The weights are quantized to FP8 when they're stored in memory, but all the activations are computed at full FP16 precision.

youssefabdelm · on Feb 19, 2024

Can you explain if this affects quality relative to fp16? And is mixtral quantized?

tome · on Feb 19, 2024

We don't think so, but you be the judge! I believe we quantize both Mixtral and Llama 2 in this way.

a_wild_dandan · on Feb 19, 2024

Is your confidence rooted in quantified testing, or just vibes? I'm sure you're right, just curious. (My reasoning: running inference at full fp16 is borderline wasteful. You can use q7 with almost no loss.)

monkmartinez · on Feb 20, 2024

I know some fancy benchmark says "almost no loss", but... subjectively, there is a clear quality loss. You can try for yourself, I can run Mixtral at 5.8bpw and there is an OBVIOUS difference between what I have seen from Groq and my local setup beside the sound barrier shattering speed of Groq. I didn't know Mixtral could output such nice code and I have used it A LOT locally.

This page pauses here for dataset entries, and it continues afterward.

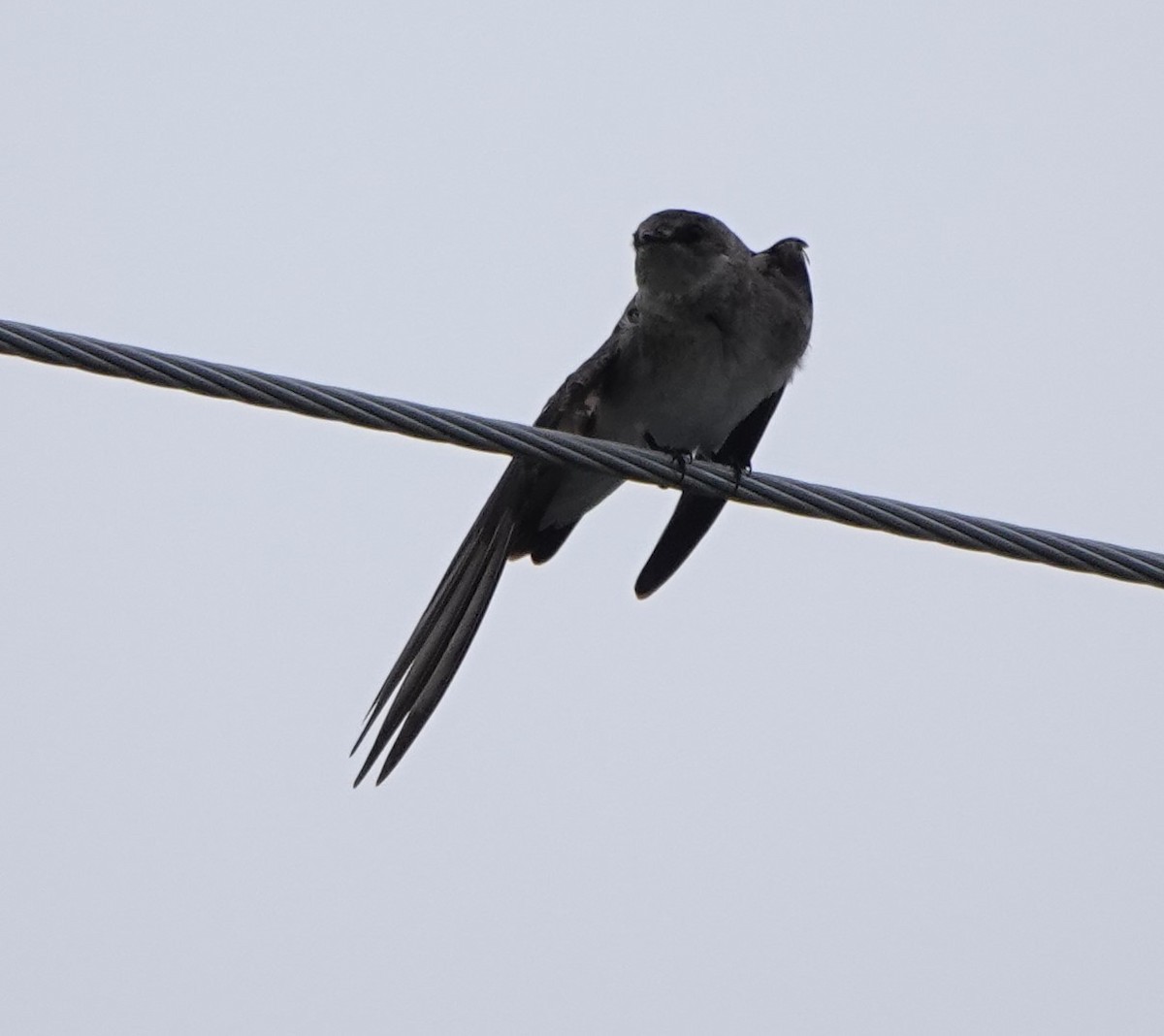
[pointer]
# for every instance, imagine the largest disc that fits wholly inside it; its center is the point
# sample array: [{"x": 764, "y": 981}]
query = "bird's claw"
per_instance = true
[{"x": 681, "y": 458}]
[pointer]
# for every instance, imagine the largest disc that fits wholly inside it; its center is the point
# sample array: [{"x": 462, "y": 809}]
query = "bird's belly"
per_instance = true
[{"x": 694, "y": 405}]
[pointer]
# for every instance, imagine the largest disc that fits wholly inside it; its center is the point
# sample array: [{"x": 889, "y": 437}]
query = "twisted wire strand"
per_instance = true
[{"x": 634, "y": 464}]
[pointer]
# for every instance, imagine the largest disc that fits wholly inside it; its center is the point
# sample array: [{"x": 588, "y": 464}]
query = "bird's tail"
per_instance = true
[{"x": 435, "y": 651}]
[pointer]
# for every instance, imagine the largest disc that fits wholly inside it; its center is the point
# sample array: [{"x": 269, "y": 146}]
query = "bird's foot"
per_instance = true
[
  {"x": 740, "y": 471},
  {"x": 681, "y": 458}
]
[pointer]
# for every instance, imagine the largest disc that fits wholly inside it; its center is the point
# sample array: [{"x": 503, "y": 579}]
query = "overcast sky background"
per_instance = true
[{"x": 825, "y": 781}]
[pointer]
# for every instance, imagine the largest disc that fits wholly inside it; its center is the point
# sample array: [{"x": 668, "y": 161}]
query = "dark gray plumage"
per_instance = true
[{"x": 696, "y": 365}]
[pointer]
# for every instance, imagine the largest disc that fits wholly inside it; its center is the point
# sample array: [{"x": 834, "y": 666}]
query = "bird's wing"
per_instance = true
[
  {"x": 785, "y": 267},
  {"x": 695, "y": 513}
]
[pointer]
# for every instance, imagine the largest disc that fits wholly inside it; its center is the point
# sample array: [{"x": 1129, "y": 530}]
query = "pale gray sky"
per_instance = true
[{"x": 825, "y": 781}]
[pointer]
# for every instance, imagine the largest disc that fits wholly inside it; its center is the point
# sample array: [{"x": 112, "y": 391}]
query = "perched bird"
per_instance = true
[{"x": 695, "y": 366}]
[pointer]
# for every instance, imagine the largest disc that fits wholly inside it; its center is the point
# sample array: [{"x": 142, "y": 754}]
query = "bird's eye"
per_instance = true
[{"x": 688, "y": 234}]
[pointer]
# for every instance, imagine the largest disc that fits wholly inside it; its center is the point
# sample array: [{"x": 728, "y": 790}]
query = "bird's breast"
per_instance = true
[{"x": 688, "y": 387}]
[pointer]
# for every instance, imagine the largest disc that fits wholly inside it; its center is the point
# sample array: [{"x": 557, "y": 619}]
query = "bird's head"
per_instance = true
[{"x": 680, "y": 254}]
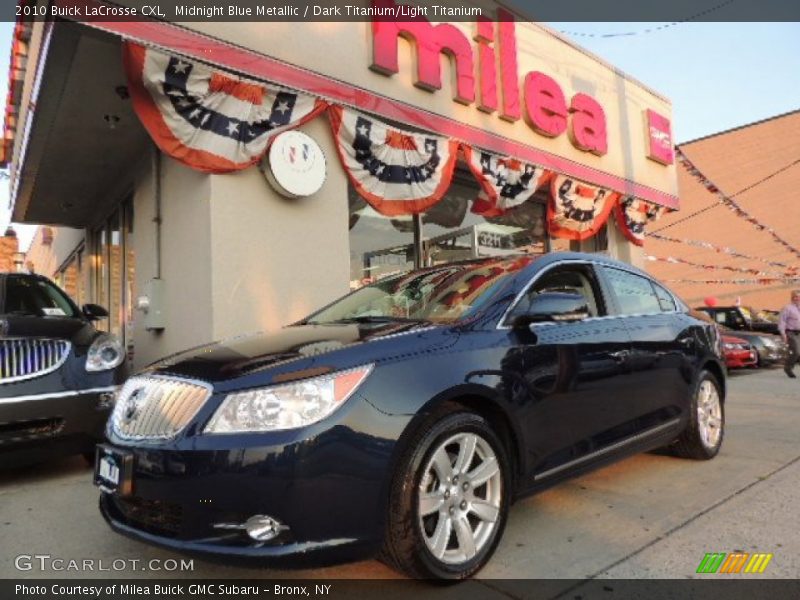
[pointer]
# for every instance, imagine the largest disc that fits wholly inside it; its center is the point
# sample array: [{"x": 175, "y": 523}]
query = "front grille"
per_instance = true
[
  {"x": 27, "y": 358},
  {"x": 151, "y": 407},
  {"x": 154, "y": 516}
]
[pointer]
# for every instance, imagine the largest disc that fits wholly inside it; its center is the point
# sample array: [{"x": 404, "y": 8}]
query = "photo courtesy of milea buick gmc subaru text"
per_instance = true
[
  {"x": 58, "y": 374},
  {"x": 403, "y": 419}
]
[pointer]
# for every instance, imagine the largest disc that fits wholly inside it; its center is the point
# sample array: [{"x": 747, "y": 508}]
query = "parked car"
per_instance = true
[
  {"x": 405, "y": 418},
  {"x": 740, "y": 318},
  {"x": 58, "y": 374},
  {"x": 738, "y": 353},
  {"x": 770, "y": 349}
]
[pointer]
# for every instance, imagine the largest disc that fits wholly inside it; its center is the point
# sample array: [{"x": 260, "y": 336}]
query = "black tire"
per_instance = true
[
  {"x": 405, "y": 546},
  {"x": 693, "y": 443}
]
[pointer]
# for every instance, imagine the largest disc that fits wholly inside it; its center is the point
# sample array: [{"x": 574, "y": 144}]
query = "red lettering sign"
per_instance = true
[
  {"x": 588, "y": 126},
  {"x": 659, "y": 138},
  {"x": 429, "y": 41},
  {"x": 545, "y": 106}
]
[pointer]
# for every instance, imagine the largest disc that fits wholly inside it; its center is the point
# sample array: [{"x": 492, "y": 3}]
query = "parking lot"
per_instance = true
[{"x": 650, "y": 516}]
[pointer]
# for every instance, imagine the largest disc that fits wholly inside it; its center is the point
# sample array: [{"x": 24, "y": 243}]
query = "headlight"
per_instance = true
[
  {"x": 769, "y": 342},
  {"x": 286, "y": 406},
  {"x": 105, "y": 353}
]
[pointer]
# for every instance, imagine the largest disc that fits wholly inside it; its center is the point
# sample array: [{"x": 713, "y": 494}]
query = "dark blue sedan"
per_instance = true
[{"x": 403, "y": 419}]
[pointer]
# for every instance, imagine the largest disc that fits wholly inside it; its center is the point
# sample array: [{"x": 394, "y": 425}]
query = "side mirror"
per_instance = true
[
  {"x": 93, "y": 312},
  {"x": 554, "y": 307}
]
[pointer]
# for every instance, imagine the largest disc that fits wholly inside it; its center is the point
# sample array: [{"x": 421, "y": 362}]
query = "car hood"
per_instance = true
[
  {"x": 297, "y": 351},
  {"x": 76, "y": 330}
]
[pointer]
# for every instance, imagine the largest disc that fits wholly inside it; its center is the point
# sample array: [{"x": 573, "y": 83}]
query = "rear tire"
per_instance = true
[
  {"x": 449, "y": 498},
  {"x": 702, "y": 438}
]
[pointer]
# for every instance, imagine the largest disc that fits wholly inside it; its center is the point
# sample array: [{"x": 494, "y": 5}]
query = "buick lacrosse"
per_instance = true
[{"x": 402, "y": 420}]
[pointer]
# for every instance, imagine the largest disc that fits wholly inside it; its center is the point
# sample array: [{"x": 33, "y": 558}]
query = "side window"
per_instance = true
[
  {"x": 664, "y": 298},
  {"x": 572, "y": 280},
  {"x": 634, "y": 293}
]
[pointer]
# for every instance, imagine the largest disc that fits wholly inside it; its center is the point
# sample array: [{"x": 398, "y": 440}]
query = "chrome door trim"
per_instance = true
[
  {"x": 615, "y": 446},
  {"x": 501, "y": 324}
]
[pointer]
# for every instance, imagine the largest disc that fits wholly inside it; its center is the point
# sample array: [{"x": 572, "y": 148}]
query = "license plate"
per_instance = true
[{"x": 113, "y": 470}]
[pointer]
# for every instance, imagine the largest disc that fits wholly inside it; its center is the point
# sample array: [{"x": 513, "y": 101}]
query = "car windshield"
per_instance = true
[
  {"x": 31, "y": 296},
  {"x": 439, "y": 295}
]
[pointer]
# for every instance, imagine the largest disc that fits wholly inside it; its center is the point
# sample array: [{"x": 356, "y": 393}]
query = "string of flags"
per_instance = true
[
  {"x": 723, "y": 250},
  {"x": 758, "y": 281},
  {"x": 730, "y": 203},
  {"x": 216, "y": 121},
  {"x": 680, "y": 261}
]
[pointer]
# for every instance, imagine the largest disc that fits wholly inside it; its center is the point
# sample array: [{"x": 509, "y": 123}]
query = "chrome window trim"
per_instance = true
[
  {"x": 602, "y": 451},
  {"x": 501, "y": 325},
  {"x": 43, "y": 372},
  {"x": 123, "y": 438},
  {"x": 67, "y": 394}
]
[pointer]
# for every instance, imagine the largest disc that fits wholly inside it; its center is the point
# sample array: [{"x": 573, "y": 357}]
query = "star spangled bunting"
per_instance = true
[
  {"x": 505, "y": 181},
  {"x": 577, "y": 210},
  {"x": 206, "y": 118},
  {"x": 397, "y": 172},
  {"x": 729, "y": 202},
  {"x": 633, "y": 214}
]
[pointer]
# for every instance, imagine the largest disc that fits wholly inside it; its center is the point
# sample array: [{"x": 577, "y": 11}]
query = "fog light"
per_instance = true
[{"x": 261, "y": 528}]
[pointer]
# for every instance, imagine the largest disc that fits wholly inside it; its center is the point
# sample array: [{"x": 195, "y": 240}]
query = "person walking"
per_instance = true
[{"x": 789, "y": 328}]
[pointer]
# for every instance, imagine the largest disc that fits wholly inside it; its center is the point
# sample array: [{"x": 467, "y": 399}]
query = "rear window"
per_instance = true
[{"x": 31, "y": 296}]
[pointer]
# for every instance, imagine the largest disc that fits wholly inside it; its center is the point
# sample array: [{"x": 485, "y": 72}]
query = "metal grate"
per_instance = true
[
  {"x": 150, "y": 407},
  {"x": 27, "y": 358}
]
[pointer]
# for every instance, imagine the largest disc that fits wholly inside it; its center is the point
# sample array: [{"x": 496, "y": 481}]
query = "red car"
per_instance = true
[{"x": 738, "y": 352}]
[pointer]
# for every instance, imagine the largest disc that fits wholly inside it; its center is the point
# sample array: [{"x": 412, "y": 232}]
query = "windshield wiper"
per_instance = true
[{"x": 373, "y": 319}]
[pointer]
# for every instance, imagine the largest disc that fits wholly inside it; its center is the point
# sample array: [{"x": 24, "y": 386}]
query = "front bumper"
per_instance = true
[
  {"x": 36, "y": 427},
  {"x": 328, "y": 485}
]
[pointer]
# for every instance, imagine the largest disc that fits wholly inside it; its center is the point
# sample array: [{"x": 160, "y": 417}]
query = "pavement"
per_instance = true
[{"x": 650, "y": 516}]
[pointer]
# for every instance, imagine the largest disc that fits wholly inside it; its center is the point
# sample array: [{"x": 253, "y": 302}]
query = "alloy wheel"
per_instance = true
[
  {"x": 709, "y": 414},
  {"x": 459, "y": 498}
]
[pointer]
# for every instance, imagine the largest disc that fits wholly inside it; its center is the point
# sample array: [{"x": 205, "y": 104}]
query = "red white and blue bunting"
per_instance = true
[
  {"x": 633, "y": 214},
  {"x": 209, "y": 119},
  {"x": 577, "y": 210},
  {"x": 398, "y": 172},
  {"x": 505, "y": 181}
]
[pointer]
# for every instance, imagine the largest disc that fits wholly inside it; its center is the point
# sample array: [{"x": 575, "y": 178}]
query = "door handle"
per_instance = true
[{"x": 620, "y": 356}]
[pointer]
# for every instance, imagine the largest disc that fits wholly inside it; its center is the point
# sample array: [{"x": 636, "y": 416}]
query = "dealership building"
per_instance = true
[{"x": 209, "y": 179}]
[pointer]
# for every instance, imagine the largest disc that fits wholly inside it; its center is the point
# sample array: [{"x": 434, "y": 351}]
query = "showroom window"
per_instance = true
[
  {"x": 71, "y": 277},
  {"x": 447, "y": 232},
  {"x": 113, "y": 270}
]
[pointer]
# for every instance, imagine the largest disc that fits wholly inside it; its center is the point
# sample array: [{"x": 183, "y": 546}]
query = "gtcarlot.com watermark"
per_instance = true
[{"x": 47, "y": 562}]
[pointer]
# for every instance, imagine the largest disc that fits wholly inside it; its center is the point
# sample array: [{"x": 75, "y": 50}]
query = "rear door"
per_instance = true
[{"x": 663, "y": 348}]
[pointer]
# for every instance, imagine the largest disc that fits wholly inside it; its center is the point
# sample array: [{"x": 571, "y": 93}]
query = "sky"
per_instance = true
[{"x": 717, "y": 75}]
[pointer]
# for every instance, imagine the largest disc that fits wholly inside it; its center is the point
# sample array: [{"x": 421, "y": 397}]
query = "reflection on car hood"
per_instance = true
[
  {"x": 77, "y": 330},
  {"x": 241, "y": 356}
]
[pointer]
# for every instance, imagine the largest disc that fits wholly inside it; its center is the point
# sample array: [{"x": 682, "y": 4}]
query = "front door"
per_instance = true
[{"x": 573, "y": 376}]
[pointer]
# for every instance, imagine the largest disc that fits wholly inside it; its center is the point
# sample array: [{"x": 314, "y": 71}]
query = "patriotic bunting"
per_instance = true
[
  {"x": 505, "y": 182},
  {"x": 730, "y": 202},
  {"x": 633, "y": 214},
  {"x": 398, "y": 172},
  {"x": 577, "y": 210},
  {"x": 208, "y": 119}
]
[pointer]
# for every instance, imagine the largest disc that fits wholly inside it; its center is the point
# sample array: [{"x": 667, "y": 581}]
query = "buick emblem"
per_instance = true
[{"x": 131, "y": 408}]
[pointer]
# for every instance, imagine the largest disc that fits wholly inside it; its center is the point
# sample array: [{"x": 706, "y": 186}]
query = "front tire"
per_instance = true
[
  {"x": 449, "y": 498},
  {"x": 702, "y": 438}
]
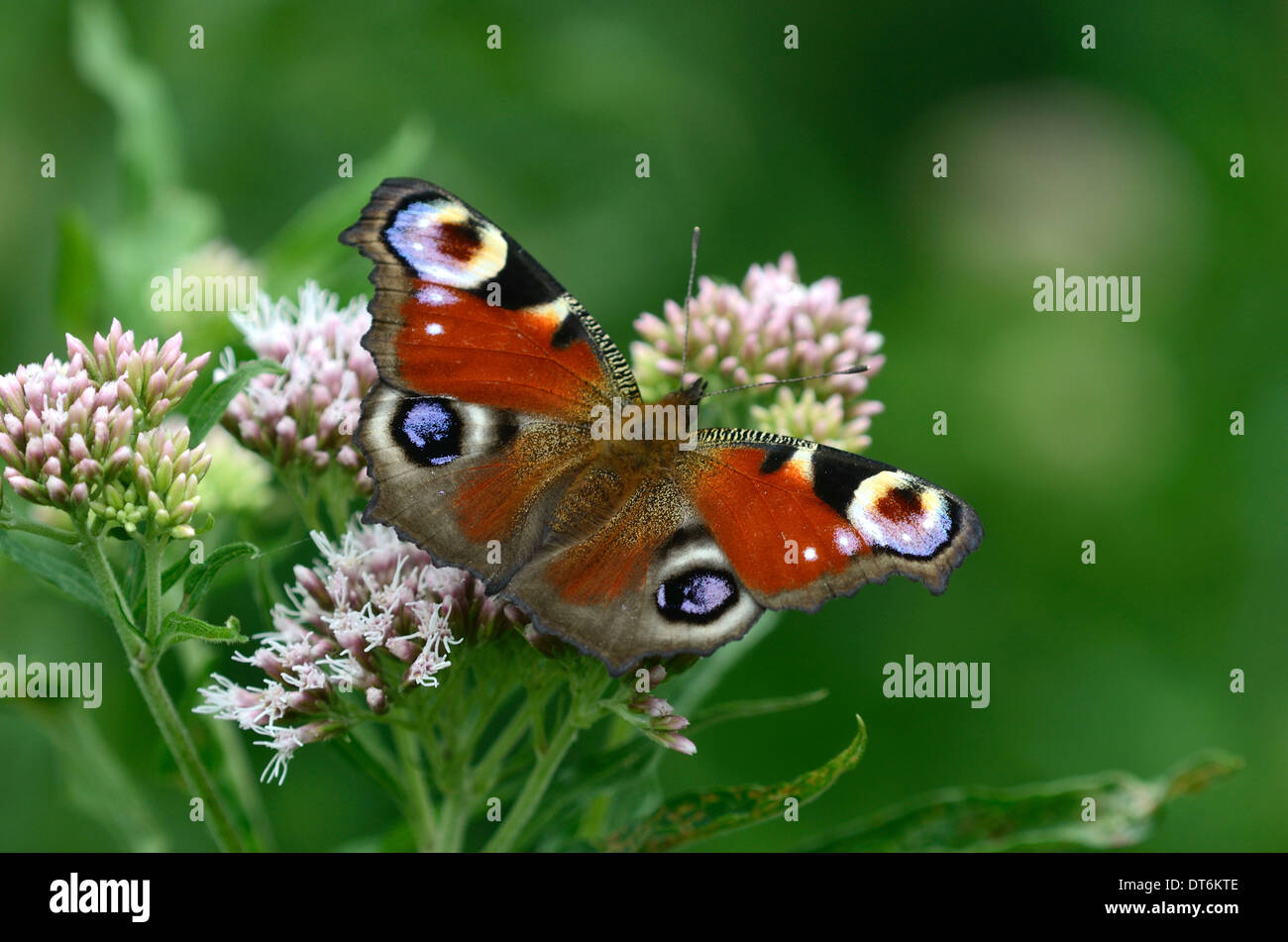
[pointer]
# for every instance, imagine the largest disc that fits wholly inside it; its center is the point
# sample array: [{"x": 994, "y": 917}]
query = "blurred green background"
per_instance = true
[{"x": 1063, "y": 427}]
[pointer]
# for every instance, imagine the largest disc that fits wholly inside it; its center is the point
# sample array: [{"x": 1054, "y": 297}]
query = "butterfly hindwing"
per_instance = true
[
  {"x": 803, "y": 523},
  {"x": 481, "y": 442},
  {"x": 463, "y": 310},
  {"x": 648, "y": 580},
  {"x": 471, "y": 484}
]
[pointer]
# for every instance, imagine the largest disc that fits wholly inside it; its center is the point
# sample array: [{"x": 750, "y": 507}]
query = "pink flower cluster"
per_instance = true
[
  {"x": 657, "y": 719},
  {"x": 374, "y": 615},
  {"x": 308, "y": 416},
  {"x": 772, "y": 327},
  {"x": 84, "y": 434}
]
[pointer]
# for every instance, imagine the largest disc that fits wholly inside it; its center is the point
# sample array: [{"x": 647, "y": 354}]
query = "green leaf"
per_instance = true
[
  {"x": 170, "y": 576},
  {"x": 211, "y": 404},
  {"x": 176, "y": 627},
  {"x": 77, "y": 288},
  {"x": 62, "y": 571},
  {"x": 308, "y": 242},
  {"x": 703, "y": 678},
  {"x": 1047, "y": 815},
  {"x": 745, "y": 709},
  {"x": 699, "y": 815},
  {"x": 201, "y": 577}
]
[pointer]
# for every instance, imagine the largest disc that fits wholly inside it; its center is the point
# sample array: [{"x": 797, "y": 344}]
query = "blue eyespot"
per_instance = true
[
  {"x": 697, "y": 596},
  {"x": 428, "y": 430}
]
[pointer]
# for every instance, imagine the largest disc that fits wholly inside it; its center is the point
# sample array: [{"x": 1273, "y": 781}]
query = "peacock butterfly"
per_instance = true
[{"x": 485, "y": 442}]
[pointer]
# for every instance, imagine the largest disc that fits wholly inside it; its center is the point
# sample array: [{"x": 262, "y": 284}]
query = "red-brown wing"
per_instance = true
[
  {"x": 803, "y": 523},
  {"x": 463, "y": 310}
]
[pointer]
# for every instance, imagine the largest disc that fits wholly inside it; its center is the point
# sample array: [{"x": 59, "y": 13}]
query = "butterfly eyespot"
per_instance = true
[
  {"x": 697, "y": 596},
  {"x": 428, "y": 430}
]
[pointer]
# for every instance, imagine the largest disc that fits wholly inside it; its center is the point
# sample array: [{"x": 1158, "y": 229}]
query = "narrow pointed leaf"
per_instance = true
[
  {"x": 60, "y": 571},
  {"x": 211, "y": 404},
  {"x": 1050, "y": 815},
  {"x": 202, "y": 576},
  {"x": 175, "y": 628},
  {"x": 699, "y": 815}
]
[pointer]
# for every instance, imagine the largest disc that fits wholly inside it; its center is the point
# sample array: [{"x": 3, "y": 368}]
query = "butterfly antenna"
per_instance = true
[
  {"x": 780, "y": 382},
  {"x": 688, "y": 293}
]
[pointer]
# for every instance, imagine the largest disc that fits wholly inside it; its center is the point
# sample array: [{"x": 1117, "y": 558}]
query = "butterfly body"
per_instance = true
[{"x": 497, "y": 443}]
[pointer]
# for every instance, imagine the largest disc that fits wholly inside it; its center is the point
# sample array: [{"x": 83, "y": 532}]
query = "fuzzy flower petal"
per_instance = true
[{"x": 771, "y": 327}]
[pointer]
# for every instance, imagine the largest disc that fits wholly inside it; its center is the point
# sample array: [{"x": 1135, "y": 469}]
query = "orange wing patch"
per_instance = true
[
  {"x": 454, "y": 343},
  {"x": 776, "y": 532}
]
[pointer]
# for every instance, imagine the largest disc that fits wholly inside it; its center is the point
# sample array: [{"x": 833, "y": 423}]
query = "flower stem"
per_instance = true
[
  {"x": 535, "y": 789},
  {"x": 153, "y": 575},
  {"x": 184, "y": 752},
  {"x": 420, "y": 809},
  {"x": 146, "y": 672}
]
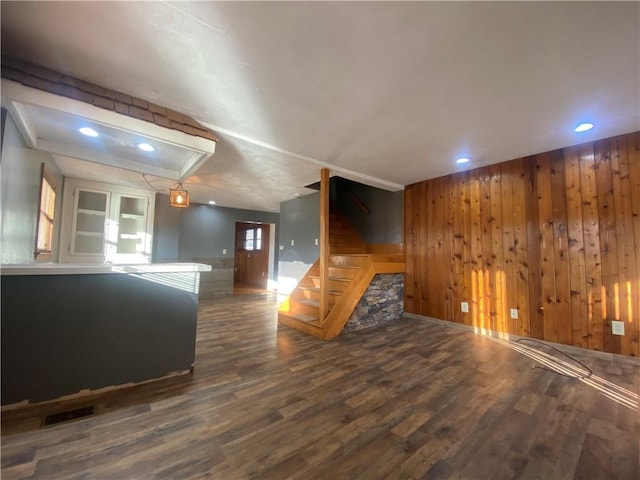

doctorpangloss · on Feb 20, 2024

Yes, but this gray area underperformance that lets them claim they are the cheapest and fastest appeals to people for whom qualitative (aka real) performance doesn’t matter.

tome · on Feb 19, 2024

What quantified testing would you like to see? We've had a lot of very good feedback from our users, particularly about Mixtral.

bearjaws · on Feb 19, 2024

Nothing really wrong with FP8 IMO, it performs pretty damn well usually within 98% while significantly reducing memory usage.